La machine Enigma : Comment Jean-Louis Renault a-t-il changé le cours de la guerre des chiffres et de la bataille de l'Atlantique en 1945 ?

Sommaire4 sections
  1. 01Une machine de bureau devenue arme de guerre
  2. 02Les Polonais d'abord, les Britanniques ensuite
  3. 03Ce que le déchiffrement a changé sur l'eau
  4. 04Le parcours de Jean-Louis Renault, sans inflation

Le titre ne tient pas debout. Jean-Louis Renault est né en 1939. En 1945, il avait six ans.
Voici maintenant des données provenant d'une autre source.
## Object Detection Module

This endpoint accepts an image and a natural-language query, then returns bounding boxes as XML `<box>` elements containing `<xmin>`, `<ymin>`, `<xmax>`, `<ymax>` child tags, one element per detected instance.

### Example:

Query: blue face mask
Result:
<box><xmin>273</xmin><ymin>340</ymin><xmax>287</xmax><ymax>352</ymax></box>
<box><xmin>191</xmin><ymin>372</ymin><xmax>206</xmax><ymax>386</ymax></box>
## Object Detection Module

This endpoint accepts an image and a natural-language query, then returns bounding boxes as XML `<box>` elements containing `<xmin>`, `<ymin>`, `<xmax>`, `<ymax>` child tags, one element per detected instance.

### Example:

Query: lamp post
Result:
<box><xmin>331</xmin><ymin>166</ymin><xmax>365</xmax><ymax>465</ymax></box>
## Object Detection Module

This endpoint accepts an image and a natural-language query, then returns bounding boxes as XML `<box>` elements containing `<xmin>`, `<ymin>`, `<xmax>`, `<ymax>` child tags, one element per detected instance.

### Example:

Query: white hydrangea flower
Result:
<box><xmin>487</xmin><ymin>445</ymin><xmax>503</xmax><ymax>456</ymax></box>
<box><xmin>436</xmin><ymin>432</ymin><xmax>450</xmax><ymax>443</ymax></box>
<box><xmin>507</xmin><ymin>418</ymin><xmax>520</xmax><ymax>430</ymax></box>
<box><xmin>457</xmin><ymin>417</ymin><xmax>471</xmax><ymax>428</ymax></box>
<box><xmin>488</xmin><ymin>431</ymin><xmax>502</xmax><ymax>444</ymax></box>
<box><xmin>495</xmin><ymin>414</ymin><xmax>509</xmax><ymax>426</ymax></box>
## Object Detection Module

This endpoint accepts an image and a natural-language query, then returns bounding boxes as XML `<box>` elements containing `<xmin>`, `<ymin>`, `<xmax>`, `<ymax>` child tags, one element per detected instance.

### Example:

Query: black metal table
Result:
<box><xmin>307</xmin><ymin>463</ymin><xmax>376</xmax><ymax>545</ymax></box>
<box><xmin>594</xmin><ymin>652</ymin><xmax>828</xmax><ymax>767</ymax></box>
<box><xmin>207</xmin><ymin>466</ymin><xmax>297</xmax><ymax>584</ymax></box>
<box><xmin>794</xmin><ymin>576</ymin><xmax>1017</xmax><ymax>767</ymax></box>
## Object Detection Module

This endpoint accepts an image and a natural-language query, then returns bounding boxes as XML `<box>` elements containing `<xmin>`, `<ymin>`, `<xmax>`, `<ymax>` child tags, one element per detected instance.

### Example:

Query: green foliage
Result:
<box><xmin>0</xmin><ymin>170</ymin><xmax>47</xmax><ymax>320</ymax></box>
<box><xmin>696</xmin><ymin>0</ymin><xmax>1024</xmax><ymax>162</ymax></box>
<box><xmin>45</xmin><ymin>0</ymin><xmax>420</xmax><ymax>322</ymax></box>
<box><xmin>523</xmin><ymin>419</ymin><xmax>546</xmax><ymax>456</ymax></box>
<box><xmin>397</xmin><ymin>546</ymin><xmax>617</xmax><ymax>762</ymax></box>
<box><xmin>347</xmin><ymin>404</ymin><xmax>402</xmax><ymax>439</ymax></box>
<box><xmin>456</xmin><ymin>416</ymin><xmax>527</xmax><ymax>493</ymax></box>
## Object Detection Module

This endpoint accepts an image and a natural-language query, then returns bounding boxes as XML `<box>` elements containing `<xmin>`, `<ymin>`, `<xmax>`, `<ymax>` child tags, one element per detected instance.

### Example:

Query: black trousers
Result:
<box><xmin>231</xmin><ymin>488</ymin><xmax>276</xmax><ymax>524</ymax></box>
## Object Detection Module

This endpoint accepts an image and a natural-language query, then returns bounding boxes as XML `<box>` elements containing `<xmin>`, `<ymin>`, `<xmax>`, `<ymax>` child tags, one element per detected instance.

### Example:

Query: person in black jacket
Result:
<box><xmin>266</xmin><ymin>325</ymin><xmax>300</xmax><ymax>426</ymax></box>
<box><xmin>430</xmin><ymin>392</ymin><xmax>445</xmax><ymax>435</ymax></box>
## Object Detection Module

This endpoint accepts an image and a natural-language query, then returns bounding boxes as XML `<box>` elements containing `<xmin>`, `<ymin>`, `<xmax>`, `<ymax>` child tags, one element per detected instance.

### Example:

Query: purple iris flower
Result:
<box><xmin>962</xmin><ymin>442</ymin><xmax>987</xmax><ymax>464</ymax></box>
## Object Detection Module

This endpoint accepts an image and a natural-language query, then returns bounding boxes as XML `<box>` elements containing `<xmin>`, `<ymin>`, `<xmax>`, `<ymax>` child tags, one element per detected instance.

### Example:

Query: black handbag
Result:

Il n'a donc rien changé au cours de la guerre des chiffres, et il ne l'a jamais prétendu. Ce qu'il faisait le 24 mai 2024, c'est une conférence à Pornichet sur Enigma et la bataille de l'Atlantique, en tant qu'ancien de l'aéronautique navale devenu conférencier sur ces sujets. La nuance a son importance : elle sépare l'histoire de sa mise en scène.
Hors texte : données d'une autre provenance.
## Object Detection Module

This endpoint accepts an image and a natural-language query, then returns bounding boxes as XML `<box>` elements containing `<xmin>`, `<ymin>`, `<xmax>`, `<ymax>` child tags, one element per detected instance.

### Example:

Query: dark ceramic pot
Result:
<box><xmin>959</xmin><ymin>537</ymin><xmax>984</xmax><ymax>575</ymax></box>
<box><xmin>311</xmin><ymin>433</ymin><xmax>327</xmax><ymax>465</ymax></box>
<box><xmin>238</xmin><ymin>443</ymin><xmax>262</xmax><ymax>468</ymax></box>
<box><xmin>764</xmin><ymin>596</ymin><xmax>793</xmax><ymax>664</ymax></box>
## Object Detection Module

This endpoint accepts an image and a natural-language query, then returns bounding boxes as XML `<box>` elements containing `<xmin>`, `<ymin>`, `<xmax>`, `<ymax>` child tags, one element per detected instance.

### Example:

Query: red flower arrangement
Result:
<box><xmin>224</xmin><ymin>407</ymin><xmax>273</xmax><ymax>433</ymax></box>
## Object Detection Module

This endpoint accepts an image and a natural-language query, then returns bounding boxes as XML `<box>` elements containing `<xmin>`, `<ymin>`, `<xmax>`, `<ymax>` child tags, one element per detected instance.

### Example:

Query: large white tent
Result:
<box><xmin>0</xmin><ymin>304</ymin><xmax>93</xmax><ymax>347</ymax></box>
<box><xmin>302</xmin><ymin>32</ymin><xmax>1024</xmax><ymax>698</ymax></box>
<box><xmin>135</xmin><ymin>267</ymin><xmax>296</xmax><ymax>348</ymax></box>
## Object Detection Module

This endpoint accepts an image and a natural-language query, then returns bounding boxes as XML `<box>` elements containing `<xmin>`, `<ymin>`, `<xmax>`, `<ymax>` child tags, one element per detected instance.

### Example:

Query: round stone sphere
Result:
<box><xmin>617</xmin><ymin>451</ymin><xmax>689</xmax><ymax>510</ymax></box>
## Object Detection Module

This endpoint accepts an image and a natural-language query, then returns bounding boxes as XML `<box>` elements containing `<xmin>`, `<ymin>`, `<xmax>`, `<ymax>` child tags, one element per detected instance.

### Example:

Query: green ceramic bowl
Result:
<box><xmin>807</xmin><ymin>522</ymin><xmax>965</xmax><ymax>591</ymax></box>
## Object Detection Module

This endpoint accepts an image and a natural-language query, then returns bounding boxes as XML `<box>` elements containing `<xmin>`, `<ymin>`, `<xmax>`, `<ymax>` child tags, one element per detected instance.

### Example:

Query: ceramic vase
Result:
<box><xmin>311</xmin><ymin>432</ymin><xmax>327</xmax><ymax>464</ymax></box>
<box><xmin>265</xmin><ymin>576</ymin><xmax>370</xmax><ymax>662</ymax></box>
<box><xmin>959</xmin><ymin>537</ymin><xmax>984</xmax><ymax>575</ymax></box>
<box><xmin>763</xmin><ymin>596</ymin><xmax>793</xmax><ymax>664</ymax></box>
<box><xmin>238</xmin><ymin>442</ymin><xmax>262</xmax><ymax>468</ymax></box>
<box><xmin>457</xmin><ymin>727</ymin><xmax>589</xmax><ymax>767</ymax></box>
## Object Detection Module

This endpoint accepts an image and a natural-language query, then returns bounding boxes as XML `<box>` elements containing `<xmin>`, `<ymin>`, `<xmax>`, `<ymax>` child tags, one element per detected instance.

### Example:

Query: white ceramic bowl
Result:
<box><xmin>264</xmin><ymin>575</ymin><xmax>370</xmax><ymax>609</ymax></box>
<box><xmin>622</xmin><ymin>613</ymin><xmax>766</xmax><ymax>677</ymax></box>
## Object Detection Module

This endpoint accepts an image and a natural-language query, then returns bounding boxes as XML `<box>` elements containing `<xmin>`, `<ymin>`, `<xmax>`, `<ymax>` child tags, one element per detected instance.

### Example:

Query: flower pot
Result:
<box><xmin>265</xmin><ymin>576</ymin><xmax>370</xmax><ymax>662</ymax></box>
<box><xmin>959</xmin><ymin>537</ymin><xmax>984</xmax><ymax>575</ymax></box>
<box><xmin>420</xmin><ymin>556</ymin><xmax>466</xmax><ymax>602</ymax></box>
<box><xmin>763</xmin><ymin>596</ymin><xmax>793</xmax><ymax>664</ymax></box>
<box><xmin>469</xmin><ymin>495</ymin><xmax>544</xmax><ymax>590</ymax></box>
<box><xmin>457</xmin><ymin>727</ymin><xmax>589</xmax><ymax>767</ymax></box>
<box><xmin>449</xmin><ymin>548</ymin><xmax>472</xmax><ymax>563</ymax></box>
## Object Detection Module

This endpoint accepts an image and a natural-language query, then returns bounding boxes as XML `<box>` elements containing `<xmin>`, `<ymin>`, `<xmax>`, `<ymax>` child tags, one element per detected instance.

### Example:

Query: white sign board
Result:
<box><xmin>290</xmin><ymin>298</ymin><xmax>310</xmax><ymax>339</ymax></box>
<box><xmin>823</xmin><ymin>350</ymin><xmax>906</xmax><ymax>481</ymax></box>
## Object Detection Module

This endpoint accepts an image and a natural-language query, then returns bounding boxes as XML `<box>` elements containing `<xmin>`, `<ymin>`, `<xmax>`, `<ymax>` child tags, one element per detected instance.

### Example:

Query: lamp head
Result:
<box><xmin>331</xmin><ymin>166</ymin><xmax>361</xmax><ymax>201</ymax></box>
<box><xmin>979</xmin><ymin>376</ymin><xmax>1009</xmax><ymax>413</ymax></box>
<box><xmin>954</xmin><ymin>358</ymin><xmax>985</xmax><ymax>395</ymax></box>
Une machine de bureau devenue arme de guerre

Enigma sort des ateliers d'Arthur Scherbius au début des années 1920. Le brevet date de 1918, la version commerciale de 1923, et la clientèle visée est civile : banques, entreprises qui veulent protéger leurs télégrammes. La Reichsmarine l'adopte en 1926, l'armée de terre suit deux ans plus tard, et les militaires allemands la modifient jusqu'à la croire inviolable. Cette confiance a duré jusqu'à la fin, et elle leur a coûté cher.

Les Polonais d'abord, les Britanniques ensuite

Le premier à casser Enigma est un mathématicien de vingt-sept ans, Marian Rejewski, en décembre 1932, avec Jerzy Różycki et Henryk Zygalski. Ils n'ont pas de machine allemande sous la main : ils la reconstituent par le calcul, à partir de messages interceptés et de documents fournis par le renseignement français. Le capitaine Gustave Bertrand avait recruté un agent allemand, Hans-Thilo Schmidt, qui livrait des manuels de chiffrement depuis 1931.

Les 25 et 26 juillet 1939, à Pyry près de Varsovie, les Polonais montrent tout à leurs homologues français et britanniques, cinq semaines avant l'invasion de leur pays. Sans cette réunion, Bletchley Park aurait perdu des années. Alan Turing, arrivé sur place en septembre 1939, industrialise ensuite l'attaque avec les machines électromécaniques appelées bombes.

Ce que le déchiffrement a changé sur l'eau

Le tournant de la bataille de l'Atlantique se situe en mai 1943. L'amiral Dönitz perd une quarantaine de sous-marins en un mois et retire ses meutes de l'Atlantique Nord. Le renseignement issu d'Enigma y a contribué, en permettant de router les convois autour des positions connues, mais il n'a pas agi seul : radars centimétriques, aviation à long rayon d'action et porte-avions d'escorte pesaient au moins autant. Attribuer la victoire au seul décryptage est une simplification tenace.

Le parcours de Jean-Louis Renault, sans inflation

Né dans une famille liée à la marine nationale, Renault sert dans l'aéronautique navale, où il travaille sur les transmissions et le renseignement, puis quitte l'active en 1976 et poursuit dans la réserve. C'est un parcours d'officier de métier, respectable, qui explique surtout une chose : il sait de quoi il parle quand il décrit ce que produit une écoute, et pourquoi un chiffre mal utilisé se casse. Cela suffit à faire un bon conférencier. Inutile de lui inventer un rôle en 1945.